O projeto de lei 867/2015 já aprovado em Alagoas institui a Escola sem Partido, subtrai o direito do educador e educadora de ter suas convicções ideológicas (contrariando a Constituição), não as exercendo como doutrinação, mas sim como conteúdos históricos sociais. Afinal de contas, para que somos educadores(as)? Porque é a educação e a escola os lugares em que mais podemos dizer exercer mais fortemente o nosso não, nas palavras do filósofo e educador Mário Sérgio Cortella. Não à contradição humano X humano.
A questão ideológica continua fortemente presente na educação. Por essa razão questionamos: é possível haver educação sem ideologia, ou a simples expressão desse desejo já é reveladora de um lugar de onde se vê e pensa o mundo?

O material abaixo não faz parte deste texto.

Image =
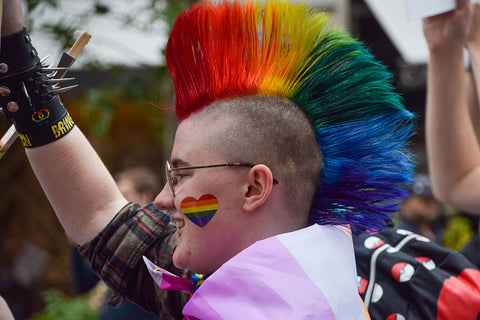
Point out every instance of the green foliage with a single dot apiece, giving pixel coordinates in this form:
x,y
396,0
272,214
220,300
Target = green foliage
x,y
101,104
457,233
59,306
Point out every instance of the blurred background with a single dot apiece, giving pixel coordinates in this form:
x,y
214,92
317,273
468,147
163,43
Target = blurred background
x,y
123,105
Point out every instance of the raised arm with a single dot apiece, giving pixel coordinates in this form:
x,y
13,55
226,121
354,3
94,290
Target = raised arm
x,y
452,148
473,74
77,184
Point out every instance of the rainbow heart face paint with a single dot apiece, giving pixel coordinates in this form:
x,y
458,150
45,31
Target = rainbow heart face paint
x,y
200,211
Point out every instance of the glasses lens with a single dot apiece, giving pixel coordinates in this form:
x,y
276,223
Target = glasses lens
x,y
168,175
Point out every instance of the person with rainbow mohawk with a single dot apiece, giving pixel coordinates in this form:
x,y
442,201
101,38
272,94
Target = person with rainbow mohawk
x,y
290,139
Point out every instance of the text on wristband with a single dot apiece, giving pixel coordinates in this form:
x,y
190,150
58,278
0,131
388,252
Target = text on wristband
x,y
63,126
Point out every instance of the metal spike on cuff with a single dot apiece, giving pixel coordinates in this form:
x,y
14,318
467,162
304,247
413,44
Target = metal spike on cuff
x,y
54,69
62,90
45,58
56,81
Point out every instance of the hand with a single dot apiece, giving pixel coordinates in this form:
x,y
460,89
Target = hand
x,y
12,19
449,30
473,36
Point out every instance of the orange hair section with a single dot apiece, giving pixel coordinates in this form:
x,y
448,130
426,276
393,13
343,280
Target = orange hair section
x,y
230,49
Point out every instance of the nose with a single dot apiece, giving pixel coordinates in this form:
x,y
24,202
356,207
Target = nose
x,y
164,200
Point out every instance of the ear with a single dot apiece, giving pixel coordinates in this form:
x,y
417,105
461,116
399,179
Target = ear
x,y
260,184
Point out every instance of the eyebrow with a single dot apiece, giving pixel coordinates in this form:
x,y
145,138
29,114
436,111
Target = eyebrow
x,y
176,163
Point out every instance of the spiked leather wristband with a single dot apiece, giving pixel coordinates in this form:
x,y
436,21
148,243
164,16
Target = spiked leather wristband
x,y
27,96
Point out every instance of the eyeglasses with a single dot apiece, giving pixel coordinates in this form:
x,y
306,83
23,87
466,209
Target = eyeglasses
x,y
172,181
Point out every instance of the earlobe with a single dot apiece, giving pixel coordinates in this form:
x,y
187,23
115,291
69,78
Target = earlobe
x,y
260,186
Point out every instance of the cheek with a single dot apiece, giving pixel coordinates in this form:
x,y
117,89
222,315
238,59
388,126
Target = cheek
x,y
200,211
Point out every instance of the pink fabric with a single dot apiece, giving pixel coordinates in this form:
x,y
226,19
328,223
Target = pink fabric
x,y
262,282
167,280
306,274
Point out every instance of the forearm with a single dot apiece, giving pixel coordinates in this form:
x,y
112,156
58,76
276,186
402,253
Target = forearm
x,y
452,149
77,184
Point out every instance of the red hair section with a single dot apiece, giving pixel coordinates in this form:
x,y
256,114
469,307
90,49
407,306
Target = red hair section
x,y
213,52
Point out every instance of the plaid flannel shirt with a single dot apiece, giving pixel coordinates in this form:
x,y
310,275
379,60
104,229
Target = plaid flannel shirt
x,y
116,256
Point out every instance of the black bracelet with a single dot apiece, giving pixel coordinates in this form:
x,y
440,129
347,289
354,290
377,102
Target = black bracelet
x,y
26,93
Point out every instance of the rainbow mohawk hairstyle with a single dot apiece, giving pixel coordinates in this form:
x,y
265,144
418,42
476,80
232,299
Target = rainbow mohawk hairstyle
x,y
220,50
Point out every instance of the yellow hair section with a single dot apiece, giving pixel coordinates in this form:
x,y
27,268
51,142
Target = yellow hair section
x,y
288,36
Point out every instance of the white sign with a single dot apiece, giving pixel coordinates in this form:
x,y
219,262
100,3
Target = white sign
x,y
427,8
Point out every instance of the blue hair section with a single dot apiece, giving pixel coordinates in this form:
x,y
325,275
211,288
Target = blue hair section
x,y
366,167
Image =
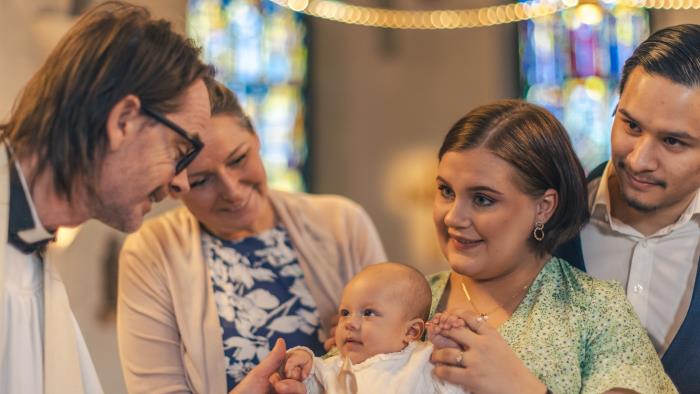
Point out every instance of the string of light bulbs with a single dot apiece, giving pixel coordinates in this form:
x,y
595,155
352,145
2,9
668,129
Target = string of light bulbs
x,y
456,18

Ideologia é concepção de mundo e a educação faz parte dessa concepção de mundo, assim sendo, toda educação é ideológica. Todas as sociedades constroem o homem a partir de sua concepção de ser humano. O homem se constitui humano historicamente e, além do mais, todo conhecimento é engajado, seja para as coisas melhorarem para todos ou para melhorarem só pra alguns.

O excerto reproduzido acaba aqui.